Saturday, May 24, 2008

Confederate Monumental Landscape: Argument

On a clear June day in 1917, Confederate veteran Leigh Robinson looked out across the fields of Gettysburg and addressed over 2,000 of his fellow veterans, government officials, and interested onlookers. They had gathered together to dedicate a new monument to the Virginians who fought on that field in 1863, the first of many monuments that would commemorate the valor of men from each of the eleven Confederate states. For over two hours, Robinson spoke on a wide range of topics, from the Constitution to the life of Robert E. Lee to the works of Plutarch. At every turn, Robinson defended the Confederate soldiers and their cause against imagined aspersions cast against them:
There is a voice which says: All this heroism was “ghastly error;” heroism for a cause which was intrinsically false — false to the rights of man. They who so speak think all too lightly of a cause hallowed by such sacrifice. In memorials, like the present, is felt the refutation of the charge. There are things too high, too deep, too appealing to the genuine grace of sympathy, for memory to be other than a shrine (source).
For Robinson, as for millions of Americans who visit the Virginia monument every year, the Confederate memorial landscape at Gettysburg affirmed a belief that the Confederate cause was worthy because it was consecrated with the blood of courageous men. Over the course of the twentieth century, Southern states, memorial societies, and Civil War enthusiasts erected over a dozen additional monuments to Confederate valor at Gettysburg, enshrining the mythology of the Lost Cause at America’s most famous and most visited Civil War site.

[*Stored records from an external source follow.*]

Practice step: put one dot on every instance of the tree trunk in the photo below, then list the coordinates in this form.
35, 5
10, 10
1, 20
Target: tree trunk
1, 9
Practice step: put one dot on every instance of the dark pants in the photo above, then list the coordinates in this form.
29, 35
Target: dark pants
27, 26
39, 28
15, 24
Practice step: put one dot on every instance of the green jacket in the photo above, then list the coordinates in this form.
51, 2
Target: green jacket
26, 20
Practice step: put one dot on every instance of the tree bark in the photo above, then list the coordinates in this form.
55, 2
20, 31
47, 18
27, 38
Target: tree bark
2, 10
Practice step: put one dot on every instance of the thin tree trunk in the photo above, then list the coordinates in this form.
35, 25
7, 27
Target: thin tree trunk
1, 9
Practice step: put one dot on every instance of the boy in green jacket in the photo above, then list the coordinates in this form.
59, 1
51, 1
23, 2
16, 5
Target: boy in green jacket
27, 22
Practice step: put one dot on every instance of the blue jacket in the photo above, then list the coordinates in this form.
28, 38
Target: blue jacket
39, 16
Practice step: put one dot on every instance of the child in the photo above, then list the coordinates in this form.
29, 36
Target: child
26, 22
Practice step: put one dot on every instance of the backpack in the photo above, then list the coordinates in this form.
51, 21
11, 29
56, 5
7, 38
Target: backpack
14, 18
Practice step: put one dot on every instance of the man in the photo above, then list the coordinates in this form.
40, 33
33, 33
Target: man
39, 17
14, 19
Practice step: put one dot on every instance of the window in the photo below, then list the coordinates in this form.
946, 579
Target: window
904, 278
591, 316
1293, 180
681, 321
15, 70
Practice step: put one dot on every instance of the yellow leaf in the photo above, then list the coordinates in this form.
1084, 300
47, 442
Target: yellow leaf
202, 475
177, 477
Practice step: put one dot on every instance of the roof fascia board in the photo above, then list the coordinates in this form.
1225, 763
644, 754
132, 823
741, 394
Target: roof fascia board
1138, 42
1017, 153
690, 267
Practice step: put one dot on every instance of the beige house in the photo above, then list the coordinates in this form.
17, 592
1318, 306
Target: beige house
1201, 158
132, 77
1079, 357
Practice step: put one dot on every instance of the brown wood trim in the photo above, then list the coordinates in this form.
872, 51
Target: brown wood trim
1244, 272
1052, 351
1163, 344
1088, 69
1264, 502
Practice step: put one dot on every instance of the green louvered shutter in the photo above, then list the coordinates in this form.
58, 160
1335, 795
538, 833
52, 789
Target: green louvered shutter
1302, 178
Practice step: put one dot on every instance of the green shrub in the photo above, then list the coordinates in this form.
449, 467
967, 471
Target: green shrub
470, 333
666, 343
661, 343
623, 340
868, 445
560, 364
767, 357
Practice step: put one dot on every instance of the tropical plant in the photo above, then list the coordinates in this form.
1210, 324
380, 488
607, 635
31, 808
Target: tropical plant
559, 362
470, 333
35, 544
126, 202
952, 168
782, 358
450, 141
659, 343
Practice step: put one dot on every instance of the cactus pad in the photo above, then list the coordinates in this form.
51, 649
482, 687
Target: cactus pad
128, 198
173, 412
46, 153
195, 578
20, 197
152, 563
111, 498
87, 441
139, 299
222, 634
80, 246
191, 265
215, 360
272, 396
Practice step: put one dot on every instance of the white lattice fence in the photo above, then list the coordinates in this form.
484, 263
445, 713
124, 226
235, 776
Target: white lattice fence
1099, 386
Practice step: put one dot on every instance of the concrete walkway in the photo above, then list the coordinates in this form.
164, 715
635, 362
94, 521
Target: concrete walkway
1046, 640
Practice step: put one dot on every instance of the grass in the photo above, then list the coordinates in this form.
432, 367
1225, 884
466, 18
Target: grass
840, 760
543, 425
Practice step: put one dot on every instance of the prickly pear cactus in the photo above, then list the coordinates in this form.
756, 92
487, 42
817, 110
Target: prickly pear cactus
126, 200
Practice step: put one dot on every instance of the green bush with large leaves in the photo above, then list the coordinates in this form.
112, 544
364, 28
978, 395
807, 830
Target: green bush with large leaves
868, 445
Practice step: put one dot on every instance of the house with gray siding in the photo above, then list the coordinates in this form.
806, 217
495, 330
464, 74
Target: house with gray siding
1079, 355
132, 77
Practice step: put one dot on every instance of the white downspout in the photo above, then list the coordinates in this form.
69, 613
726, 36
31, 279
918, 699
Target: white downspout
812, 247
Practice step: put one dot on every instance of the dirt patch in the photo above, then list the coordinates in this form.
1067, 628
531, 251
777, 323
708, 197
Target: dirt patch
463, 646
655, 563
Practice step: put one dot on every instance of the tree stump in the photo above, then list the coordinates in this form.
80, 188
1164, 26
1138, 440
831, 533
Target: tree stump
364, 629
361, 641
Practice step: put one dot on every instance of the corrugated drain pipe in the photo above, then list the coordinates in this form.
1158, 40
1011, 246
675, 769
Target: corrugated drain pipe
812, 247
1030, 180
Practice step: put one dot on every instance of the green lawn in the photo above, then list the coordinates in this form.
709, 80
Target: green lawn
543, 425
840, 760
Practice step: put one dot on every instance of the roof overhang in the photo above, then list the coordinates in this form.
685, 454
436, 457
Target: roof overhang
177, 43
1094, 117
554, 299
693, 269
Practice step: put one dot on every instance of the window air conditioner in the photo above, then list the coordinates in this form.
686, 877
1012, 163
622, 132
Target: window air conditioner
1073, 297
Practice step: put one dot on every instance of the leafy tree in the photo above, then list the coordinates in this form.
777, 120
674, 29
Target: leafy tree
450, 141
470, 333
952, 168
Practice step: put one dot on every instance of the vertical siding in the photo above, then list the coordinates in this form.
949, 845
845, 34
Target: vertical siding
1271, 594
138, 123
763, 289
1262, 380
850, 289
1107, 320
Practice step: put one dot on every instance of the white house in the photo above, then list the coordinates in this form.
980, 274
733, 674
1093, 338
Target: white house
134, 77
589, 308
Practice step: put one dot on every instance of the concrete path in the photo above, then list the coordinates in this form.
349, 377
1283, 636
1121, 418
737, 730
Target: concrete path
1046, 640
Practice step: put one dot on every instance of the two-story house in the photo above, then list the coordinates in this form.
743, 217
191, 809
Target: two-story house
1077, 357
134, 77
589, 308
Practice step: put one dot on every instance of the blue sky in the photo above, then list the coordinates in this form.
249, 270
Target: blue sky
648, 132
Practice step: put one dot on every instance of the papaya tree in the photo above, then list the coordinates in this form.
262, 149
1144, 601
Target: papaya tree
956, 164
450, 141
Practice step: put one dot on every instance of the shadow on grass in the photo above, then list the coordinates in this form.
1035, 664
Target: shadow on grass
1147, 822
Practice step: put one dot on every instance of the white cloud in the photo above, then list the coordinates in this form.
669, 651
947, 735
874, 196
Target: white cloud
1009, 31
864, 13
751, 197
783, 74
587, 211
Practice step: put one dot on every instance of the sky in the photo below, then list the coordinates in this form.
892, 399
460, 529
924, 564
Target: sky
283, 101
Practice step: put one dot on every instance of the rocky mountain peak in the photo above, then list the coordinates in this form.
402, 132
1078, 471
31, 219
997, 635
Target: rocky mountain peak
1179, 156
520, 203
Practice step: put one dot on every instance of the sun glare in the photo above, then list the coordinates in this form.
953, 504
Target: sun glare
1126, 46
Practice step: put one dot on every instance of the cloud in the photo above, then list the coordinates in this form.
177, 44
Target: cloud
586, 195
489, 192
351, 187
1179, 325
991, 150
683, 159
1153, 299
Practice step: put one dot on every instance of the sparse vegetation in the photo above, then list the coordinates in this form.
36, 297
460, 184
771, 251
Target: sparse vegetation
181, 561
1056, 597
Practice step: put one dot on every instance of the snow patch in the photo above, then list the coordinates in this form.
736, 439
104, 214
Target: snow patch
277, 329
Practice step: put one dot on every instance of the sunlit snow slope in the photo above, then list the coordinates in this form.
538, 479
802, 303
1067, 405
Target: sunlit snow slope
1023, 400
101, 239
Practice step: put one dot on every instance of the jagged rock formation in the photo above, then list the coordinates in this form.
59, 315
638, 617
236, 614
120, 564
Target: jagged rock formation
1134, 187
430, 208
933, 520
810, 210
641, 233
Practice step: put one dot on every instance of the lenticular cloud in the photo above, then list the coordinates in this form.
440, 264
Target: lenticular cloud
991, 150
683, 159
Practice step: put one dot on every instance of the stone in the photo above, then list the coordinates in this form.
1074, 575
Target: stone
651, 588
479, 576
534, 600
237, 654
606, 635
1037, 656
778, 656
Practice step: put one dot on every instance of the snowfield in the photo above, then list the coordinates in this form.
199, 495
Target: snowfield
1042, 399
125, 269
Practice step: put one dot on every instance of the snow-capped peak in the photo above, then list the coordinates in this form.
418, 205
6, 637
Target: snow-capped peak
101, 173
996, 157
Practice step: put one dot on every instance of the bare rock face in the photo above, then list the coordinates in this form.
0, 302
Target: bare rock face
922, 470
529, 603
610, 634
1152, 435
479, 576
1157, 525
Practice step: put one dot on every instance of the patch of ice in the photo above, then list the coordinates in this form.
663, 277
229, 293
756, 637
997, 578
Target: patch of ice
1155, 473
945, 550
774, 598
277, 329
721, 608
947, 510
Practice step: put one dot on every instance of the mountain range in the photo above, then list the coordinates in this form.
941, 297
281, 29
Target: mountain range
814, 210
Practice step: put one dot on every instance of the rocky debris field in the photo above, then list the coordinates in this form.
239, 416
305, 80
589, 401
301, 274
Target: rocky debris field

Unlike the Union monuments at Gettysburg, which often commemorate a single regiment or individual, nearly all of the Confederate monuments are dedicated to the men of an entire state. Only four individual Confederate regiments have their own monuments at Gettysburg, and only one of those was erected prior to 1985.* Each of the eleven ex-Confederate states erected a monument at Gettysburg between 1917 and 1982, and several border states, including Kentucky and Maryland, dedicated their monuments to both Union and Confederate soldiers. These thirteen monuments, along with the Confederate Soldiers and Sailors Monument and a handful of other, smaller markers, form a monumental landscape that is distinct from its Union counterpart in style, intention, and physical placement.

Whereas the Union monumental landscape was a project of the nineteenth century directed mostly by veterans, the Confederate landscape is a twentieth-century creation. By the time the Virginia monument was erected in 1917, few Confederate veterans were alive to attend its dedication, and fewer still survived until the second state monument was dedicated by North Carolina in 1929. While Union monuments on the field marked the position of Northern regiments, the monuments erected by the grandsons and granddaughters of the Confederacy were more concerned with shaping the memory and controlling the meaning of their ancestors’ actions. In their style and form, the Confederate monuments tell a tale of heroic valor, desperate suffering, and unsurpassed glory. In inscriptions and dedication speeches, the builders of these monuments made their intention to support a pro-Confederate history of the battle and of the war explicit. In their placement at Gettysburg, the monuments stand as “sentinels of stone,” protecting and promulgating the mythology of the Lost Cause.

“[T]he Lost Cause was expressly a rationalization, a cover-up,” writes historian Alan T. Nolan in his essay, “The Anatomy of the Myth.” In the years following the Civil War, Confederate veterans and their sympathizers attempted to justify the Confederacy’s actions by rewriting the history of the war. This revision involved several key tenets, including idealizing Southern soldiers as “heroic, indefatigable, gallant, and law-abiding,” vilifying the North as meddlesome, heartless, and immoral, and trivializing the role of slavery as a cause for sectional conflict. By the early twentieth century, the mythology of the Lost Cause had come to dominate the nation’s memory of the Civil War. In movies, children’s stories, and academic histories, Confederates were portrayed as chivalric defenders of a noble, but doomed, way of life.

Equally important is the narrative of reconciliation, which holds that the resolution of the military conflict put to rest all of the concerns that had originally sparked the war and that reunification reaffirmed the bonds that tied white, Christian, native-born Americans to one another and to their nation.

The Confederate monuments at Gettysburg support the claims of the Lost Cause mythology by presenting heroic, slave-free images of Confederate soldiers to the battlefield’s millions of visitors. Although most professional historians now recognize the Lost Cause as an egregious distortion of nineteenth-century history, the story presented by the Confederate monumental landscape continues to influence the public’s memory of the Civil War.

*The 2nd Maryland Volunteer Infantry (C.S.A.) erected a small granite monument on Culp’s Hill in 1886. Monuments honoring the 26th and 43rd North Carolina Infantry regiments were dedicated in 1985 and a monument to the 11th Mississippi went up in 2000. For more info on monuments, check out Virtual Gettysburg, which has a wonderful, free, searchable database (with pictures!).